Шрифт:
Закладка:
— Ничего не поделаешь — стиль эпохи. Но как вы по-пали в такое необычное место?
— Да ведь в Мадриде очень жарко. Поэтому дипломаты на лето переезжают в Сан-Себастьян, поближе к Франции. У нас там тоже была своя база — дача, которую снимал господин Садзи. Оттуда до Лойолы на машине не больше двух часов езды. Дорога очень живописная. Кругом все горы, горы. По глубокому ущелью бежит горный поток. Прокатиться в Лойолу на машине — чудесная прогулка.
А рядом с собором сохраняется родовое владение Лойолы— массивное здание из кирпича цвета красной охры, похожее на крепость. Там она видела серебряную статую в натуральную величину — скульптурный портрет Игнатия Лойолы: молодой знатный дворянин в доспехах, лежащий раненным на поле боя. Скульптор хотел изобразить его духовное пробуждение, переломный момент в жизни Лойолы. На красивом узком лице еще видны следы физического страдания— боль едва начала утихать, но оно уже исполнено умиротворения. Есть там и портрет Лойолы, на котором он изображен уже после пострижения в монахи. Располневший и облысевший Лойола тут напоминает Шекспира: такой же высокий лоб, глубоко запавшие глаза, удлиненный овал лица и такая же бородка. В одной из комнат на фреске среди других иезуитов — Франциск Ксавье. Он сразу бросается в глаза, у него очень внушительная фигура и энергичное лицо. Невольно приходит мысль: именно такой человек мог посвятить себя самоотверженной проповеди христианства среди иноверцев- далекой восточной страны.

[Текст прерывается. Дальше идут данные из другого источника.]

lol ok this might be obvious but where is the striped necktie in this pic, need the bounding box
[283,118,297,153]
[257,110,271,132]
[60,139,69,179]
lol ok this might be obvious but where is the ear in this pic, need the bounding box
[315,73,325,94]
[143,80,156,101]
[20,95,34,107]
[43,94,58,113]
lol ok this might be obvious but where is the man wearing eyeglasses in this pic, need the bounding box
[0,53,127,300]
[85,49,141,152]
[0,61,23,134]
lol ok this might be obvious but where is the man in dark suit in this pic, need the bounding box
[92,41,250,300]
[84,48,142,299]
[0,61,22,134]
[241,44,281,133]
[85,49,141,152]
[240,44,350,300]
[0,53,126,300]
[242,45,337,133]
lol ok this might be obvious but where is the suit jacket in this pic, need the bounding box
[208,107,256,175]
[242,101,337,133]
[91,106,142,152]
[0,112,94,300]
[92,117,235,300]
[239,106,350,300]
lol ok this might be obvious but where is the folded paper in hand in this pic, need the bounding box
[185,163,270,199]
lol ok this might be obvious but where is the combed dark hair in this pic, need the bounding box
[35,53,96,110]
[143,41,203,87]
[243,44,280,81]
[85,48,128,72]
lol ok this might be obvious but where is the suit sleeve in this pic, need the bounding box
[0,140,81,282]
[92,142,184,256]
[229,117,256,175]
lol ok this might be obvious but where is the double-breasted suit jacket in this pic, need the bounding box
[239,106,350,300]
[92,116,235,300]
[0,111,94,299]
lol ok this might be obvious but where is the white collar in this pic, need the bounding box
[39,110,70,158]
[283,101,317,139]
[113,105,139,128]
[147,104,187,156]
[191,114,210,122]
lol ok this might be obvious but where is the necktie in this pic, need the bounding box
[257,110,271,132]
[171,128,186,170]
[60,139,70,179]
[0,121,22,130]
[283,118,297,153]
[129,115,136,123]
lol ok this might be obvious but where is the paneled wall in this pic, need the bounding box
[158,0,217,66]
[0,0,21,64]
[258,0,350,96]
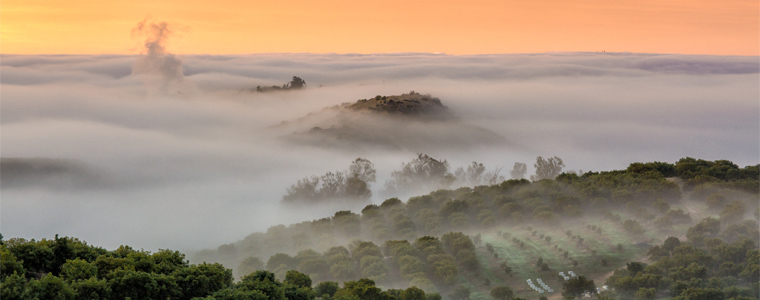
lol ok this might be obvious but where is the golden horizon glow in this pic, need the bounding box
[2,0,758,55]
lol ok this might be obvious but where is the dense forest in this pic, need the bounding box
[2,158,757,299]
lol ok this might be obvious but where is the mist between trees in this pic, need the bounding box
[183,157,758,299]
[2,157,757,299]
[281,154,568,206]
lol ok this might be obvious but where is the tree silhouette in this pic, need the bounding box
[289,76,306,89]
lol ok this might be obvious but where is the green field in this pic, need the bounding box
[448,219,648,300]
[449,195,723,300]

Все это Тацуэ рассказала в том же тоне, в каком она рассказывала о бое быков.
— Но если бы я не вспомнила о том, что вы занимаетесь историей распространения христианства в Японии, я бы ни за что не поехала в Лойолу, даже если бы это место было нам по пути. А вы...
— ...а вы даже не преподнесли мне своего опуса! Ты это хочешь сказать? — улыбаясь, закончил за нее Сёдзо и облизнул горьковато-сладкие после кофе губы.— Не гневайся, в следующий раз привезу. Но я ведь знаю, ты не станешь читать и тут же забросишь книгу. Взять хотя бы Лойолу. Побывала там разок и уже ворчишь. Так был ли смысл ехать?
— Раз так, я вам больше ничего не стану рассказывать,— обиженным тоном заявила Тацуэ, но, судя по милой улыбке, она нисколько не сердилась. Наоборот, по выражению ее лица видно было, что ей очень хочется о чем-то рассказать Сёдзо. Он сделал вид, будто ничего не замечает, и взял сигарету из стоявшего перед ним серебряного ящичка, но это означало, что он готов послушать ее рассказ.
— Вы надо мной смеетесь, а я вот вспоминаю сейчас о поездке в Лойолу и думаю о том ужасном дне, с которым она совпала. Выходит, что она не совсем была бессмысленна, — Я что-то не понимаю.
— Прошел уже почти год. Это было семнадцатое августа прошлого года, а на следующий день ведь наступило то самое восемнадцатое, число...
Да, да!
Губы Сёдзо так плотно сжались, что сигарета, которую он курил, вздернулась вверх. Вслед за семнадцатым наступает восемнадцатое, это такая же непреложная истина, как и то, что после ночи приходит утро. Но тот день вызвал на всей земле великий переполох, словно три ночи следовали непрерывно одна за другой или пять дней подряд длилось утро. Смятение, охватившее мир, сказалось и в Японии. Одним из его последствий было падение кабинета, просуществовавшего лишь несколько месяцев. И все это произошло от неожиданного соглашения между Германией и Советским Союзом, которого, казалось, было невозможно ожидать. Недаром же декларация об отставке кабинета носила совершенно необычайный характер и была похожа на «стон души» — в ней выражалась скорбь по поводу непостижимой и странной акции союзницы Японии и заявлялось о невозможности присоединиться к такому шагу этот документ был продиктован тем же потрясением, которое испытали тогда все политики.
— В тот самый день, когда мы в Лойоле болтали о разных пустяках — о том, что Игнатий как две капли воды похож на Шекспира, и прочем, заключался советско-германский договор. Ведь так?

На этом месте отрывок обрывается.